スコアはいつの間にか6点差に開いていた。
そして田所はいつものごとく、天地ほどの距離をあけて空振り三振。
なんつーかブレないやつだ。
俺たちは先攻でこれから守りに入る…このタイミングでなぜか監督が円陣を組ませる。守備なのに?

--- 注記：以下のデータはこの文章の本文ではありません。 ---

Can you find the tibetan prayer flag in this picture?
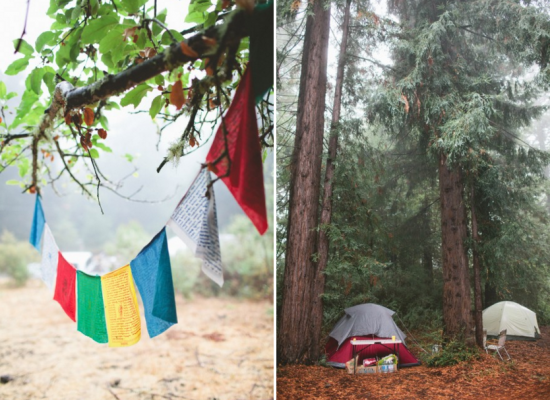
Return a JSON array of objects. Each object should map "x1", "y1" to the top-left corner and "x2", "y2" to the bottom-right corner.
[
  {"x1": 53, "y1": 252, "x2": 76, "y2": 322},
  {"x1": 167, "y1": 168, "x2": 224, "y2": 286},
  {"x1": 40, "y1": 224, "x2": 59, "y2": 292},
  {"x1": 130, "y1": 227, "x2": 177, "y2": 338},
  {"x1": 101, "y1": 265, "x2": 141, "y2": 347},
  {"x1": 77, "y1": 271, "x2": 108, "y2": 343},
  {"x1": 29, "y1": 194, "x2": 45, "y2": 250},
  {"x1": 206, "y1": 65, "x2": 268, "y2": 235}
]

「全員揃ったな。今日が光太郎の実質的なデビュー戦だ。とにかく光太郎をひきたてろ。守れ!打て!」
なんだその贔屓丸出しの指示は…。
とは誰も思わない。圧倒的な資質は五明でさえ一目置く。あるいは岡目八目。
「ミスしたら即交代だ。なんせ遅刻トリオがいるぞ。なあ一条、児島?」
俺はおまえらも忘れてないぞと言外に彼ら二人に言い聞かせる。
「よし、目標はグラウンド内8人で放棄試合にならないことだ」
沢村が締めた。
…いや締まらねーよ。
・・・
光太郎がマウンドに上がる。
なんとなくだが場内の視線が光太郎一人に集まっているようだ。
俺たちはセンバツで2試合だけだが多数の観衆から見られた経験がある。だが光太郎はこんな雰囲気の経験があるだろうか。
いずれプロに進むであろう光太郎にとっては些細なことになるのかもしれない。
センターに入った俺はせいぜい監督の言う通り精一杯守ることにしよう。
打席に相手の一番が入り、光太郎の足が上がった。